Auf dem Boden Süd-Tirols ist nun die Frage berechtigt, ob das zum Sieg gelangte
nationalstaatliche Prinzip dem Land und dem Nebeneinander von Volk zu Volk
eine höhere Form des Friedens und ein besseres gegenseitiges Verstehen
gebracht hat.
Diese Frage will in allem Ernste gestellt sein, denn für eine höhere Form des
Friedens und des Zusammenlebens der Völker können auch Verzichte gefordert
werden: Verzichte drüben oder hier oder beiderseits.
Italien stellt in dem Ringen um Süd-Tirol den angreifenden Teil dar. Italien
verkörpert dabei die nationalstaatliche Forderung. Diese zielte in ihrer Reinheit
auf staatliche Einheit und Ganzheit alles dessen ab, was gleichen Volkstums ist.
Auf dieser Forderung beruht die Rechtfertigungslehre des Nationalstaates.
Österreich tritt in der Tiroler Frage im geschichtlichen Ablauf in zweierlei
Gestalt Italien gegenüber. Dieses Österreich aus den Wurzeln und als Kernland
des römisch-deutschen Kaisertums stammen, ist in zahlreichen Auseinandersetzungen mit territorialstaatlichen Konflikten in
Italien verknüpft.
Seit dem Ende der napoleonischen Umwälzungen hat dann ein österreichisches Kaisertum in den Provinzen Italiens, das ja damals
noch kein Staat war, seine Machtstellung inne. Die Unterschiede in der Wandlung vom 18. in das 19. Jahrhundert sind nicht
unbeträchtlich. Vor allem wird das Kaisertum Österreich im Zuge der Zeit zu einem wirklichen Staat. Sein Etatismus wird
zentralistischer. Er steht den mächtigen emporsteigenden nationalstaatlichen Ideen in der Zeit Metternichs strikt entgegen.
Das nationalistische Werden Italiens soll hier nicht geschildert werden. Sein Ergebnis ist eindeutig. In kaum einem anderen Land
der modernen Geschichte (Italien wurde ja erst 1861 gegründet) ist die Radikalität des nationalstaatlichen Gedankens mehr
sichtbar als in Italien. Der Konflikt mit Österreich wurde daher eine elementare geschichtliche Notwendigkeit. Nicht bloß für die
Zeit Metternichs! Auch später, als die Lombardei und Venezien dem nationalstaatlichen Italien zugefallen waren, galt diesem,
trotz des Dreibundes, Österreich als der Erzfeind, weil Österreich ihn in seinem Streben nach staatlicher Einheit und Ganzheit
wegen Triest, Istrien, Görz, Trient und Dalmatien im Wege stand.
Das neue republikanische Österreich aber, das nach sehr machtpolitischer Befriedigung der nationalstaatlichen Nachfolgerstaaten
übrig blieb, war das grausamst behandelte Objekt der Siegerstaaten von 1919. Seine universale geschichtliche Grundlage wurde
ihm durch die nationale Aufspaltung in die Nachfolgestaaten zertrümmert.

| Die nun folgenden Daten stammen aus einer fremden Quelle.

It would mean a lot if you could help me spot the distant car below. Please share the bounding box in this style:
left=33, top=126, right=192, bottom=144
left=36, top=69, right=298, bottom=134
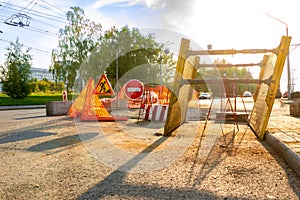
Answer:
left=243, top=91, right=252, bottom=97
left=199, top=92, right=211, bottom=99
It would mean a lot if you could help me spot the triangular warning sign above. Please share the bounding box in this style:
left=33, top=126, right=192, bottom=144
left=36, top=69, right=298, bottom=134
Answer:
left=80, top=78, right=127, bottom=121
left=95, top=74, right=115, bottom=96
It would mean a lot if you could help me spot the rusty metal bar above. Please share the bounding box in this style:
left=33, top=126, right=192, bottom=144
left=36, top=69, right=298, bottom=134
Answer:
left=196, top=62, right=262, bottom=68
left=188, top=48, right=278, bottom=56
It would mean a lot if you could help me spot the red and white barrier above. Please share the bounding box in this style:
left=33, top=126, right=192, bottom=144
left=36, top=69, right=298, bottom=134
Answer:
left=145, top=104, right=169, bottom=121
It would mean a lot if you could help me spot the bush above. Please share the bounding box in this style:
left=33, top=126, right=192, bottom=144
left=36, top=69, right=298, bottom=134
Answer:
left=291, top=92, right=300, bottom=98
left=29, top=80, right=65, bottom=92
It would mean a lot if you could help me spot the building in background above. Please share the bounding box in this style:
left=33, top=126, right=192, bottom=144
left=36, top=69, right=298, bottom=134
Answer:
left=30, top=67, right=54, bottom=81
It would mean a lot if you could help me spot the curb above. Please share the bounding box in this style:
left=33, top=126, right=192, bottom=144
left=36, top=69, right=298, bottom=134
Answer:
left=266, top=133, right=300, bottom=176
left=0, top=105, right=46, bottom=111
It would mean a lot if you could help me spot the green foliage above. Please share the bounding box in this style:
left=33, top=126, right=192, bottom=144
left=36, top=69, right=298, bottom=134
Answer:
left=0, top=38, right=32, bottom=99
left=0, top=92, right=68, bottom=106
left=80, top=26, right=175, bottom=87
left=50, top=7, right=101, bottom=91
left=50, top=7, right=174, bottom=92
left=29, top=79, right=65, bottom=93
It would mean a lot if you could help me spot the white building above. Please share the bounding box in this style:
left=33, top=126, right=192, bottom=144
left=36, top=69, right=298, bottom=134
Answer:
left=30, top=67, right=54, bottom=81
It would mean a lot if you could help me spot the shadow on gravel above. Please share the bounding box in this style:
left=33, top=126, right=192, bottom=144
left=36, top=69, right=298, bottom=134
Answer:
left=77, top=134, right=249, bottom=200
left=27, top=133, right=98, bottom=152
left=15, top=115, right=48, bottom=120
left=261, top=141, right=300, bottom=197
left=0, top=118, right=74, bottom=144
left=0, top=131, right=54, bottom=144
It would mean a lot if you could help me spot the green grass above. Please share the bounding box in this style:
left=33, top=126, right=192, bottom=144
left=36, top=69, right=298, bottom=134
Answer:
left=0, top=92, right=76, bottom=106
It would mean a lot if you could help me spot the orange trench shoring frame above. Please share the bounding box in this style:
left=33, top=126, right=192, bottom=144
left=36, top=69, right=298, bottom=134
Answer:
left=163, top=36, right=291, bottom=140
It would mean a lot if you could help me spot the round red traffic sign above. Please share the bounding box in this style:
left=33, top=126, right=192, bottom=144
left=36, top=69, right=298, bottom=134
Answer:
left=125, top=79, right=144, bottom=99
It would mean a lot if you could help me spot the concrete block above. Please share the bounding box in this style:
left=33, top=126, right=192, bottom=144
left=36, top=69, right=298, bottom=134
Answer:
left=46, top=101, right=72, bottom=116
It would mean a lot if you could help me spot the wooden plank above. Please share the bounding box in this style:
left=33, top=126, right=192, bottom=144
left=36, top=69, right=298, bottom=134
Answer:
left=164, top=39, right=199, bottom=136
left=249, top=36, right=291, bottom=140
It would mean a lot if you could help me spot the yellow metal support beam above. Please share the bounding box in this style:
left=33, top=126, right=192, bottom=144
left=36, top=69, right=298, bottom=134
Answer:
left=188, top=48, right=278, bottom=56
left=248, top=36, right=291, bottom=140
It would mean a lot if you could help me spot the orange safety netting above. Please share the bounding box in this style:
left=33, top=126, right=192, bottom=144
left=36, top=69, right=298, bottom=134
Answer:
left=81, top=80, right=111, bottom=121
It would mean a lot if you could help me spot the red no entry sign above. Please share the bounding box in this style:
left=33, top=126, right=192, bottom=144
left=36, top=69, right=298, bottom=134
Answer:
left=125, top=79, right=144, bottom=99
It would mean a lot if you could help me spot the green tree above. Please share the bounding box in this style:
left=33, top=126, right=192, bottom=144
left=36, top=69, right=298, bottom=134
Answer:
left=50, top=7, right=101, bottom=92
left=0, top=38, right=32, bottom=99
left=196, top=58, right=256, bottom=95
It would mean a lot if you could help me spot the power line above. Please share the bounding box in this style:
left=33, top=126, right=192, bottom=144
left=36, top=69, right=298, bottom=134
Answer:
left=24, top=0, right=66, bottom=17
left=0, top=1, right=67, bottom=23
left=0, top=38, right=51, bottom=54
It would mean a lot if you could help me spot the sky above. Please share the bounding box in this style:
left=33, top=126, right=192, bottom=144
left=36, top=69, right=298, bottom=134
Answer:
left=0, top=0, right=300, bottom=91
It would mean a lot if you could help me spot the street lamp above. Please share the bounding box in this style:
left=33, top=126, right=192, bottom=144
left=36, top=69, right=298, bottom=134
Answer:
left=266, top=13, right=291, bottom=99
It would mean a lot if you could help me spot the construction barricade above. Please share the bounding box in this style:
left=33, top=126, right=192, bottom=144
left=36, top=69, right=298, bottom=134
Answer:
left=144, top=104, right=169, bottom=121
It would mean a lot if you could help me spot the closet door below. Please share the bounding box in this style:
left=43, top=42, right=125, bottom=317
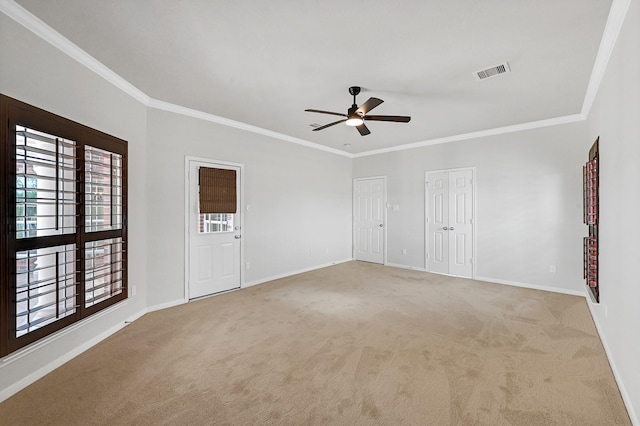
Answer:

Ihm selbst aber wurde die Übernahme des
nationalstaatlichen Prinzips, welches die Grundlage des Waffenstillstandes und der Friedensverhandlungen für alle Teile
verpflichtet war, gröblichst verwehrt.
Diese Lage musste gerade auf das in seiner Einheit uralte Tirol aufwühlende und nicht vernarbte Rückwirkungen haben, denn
kaum in einem anderen Land ist durch Verweigerung sowohl des universalen wie des nationalstaatlichen Prinzips so schwer
gesündigt worden, wie in Tirol.
Ich möchte dies etwas näher erklären!
Zu Anfang ist der italienische Nationalstaatsgedanke noch völkisch. „Staatliche Einheit und Ganzheit alles dessen, was gleichen
Volkstum ist.“ Gut, das wäre ein Prinzip, gegen das geschichtlich kein Einwand vorgebracht werden kann. Meinte es aber Italien
mit seinem nationalstaatlichen Prinzip ehrlich? Das musste sich im Moment der Beendigung der Auseinandersetzung erweisen, als
nach dem Zusammenbruch Österreich-Ungarns, in welchem 1918 das universale Prinzip der Staatenbildung zu Fall kam.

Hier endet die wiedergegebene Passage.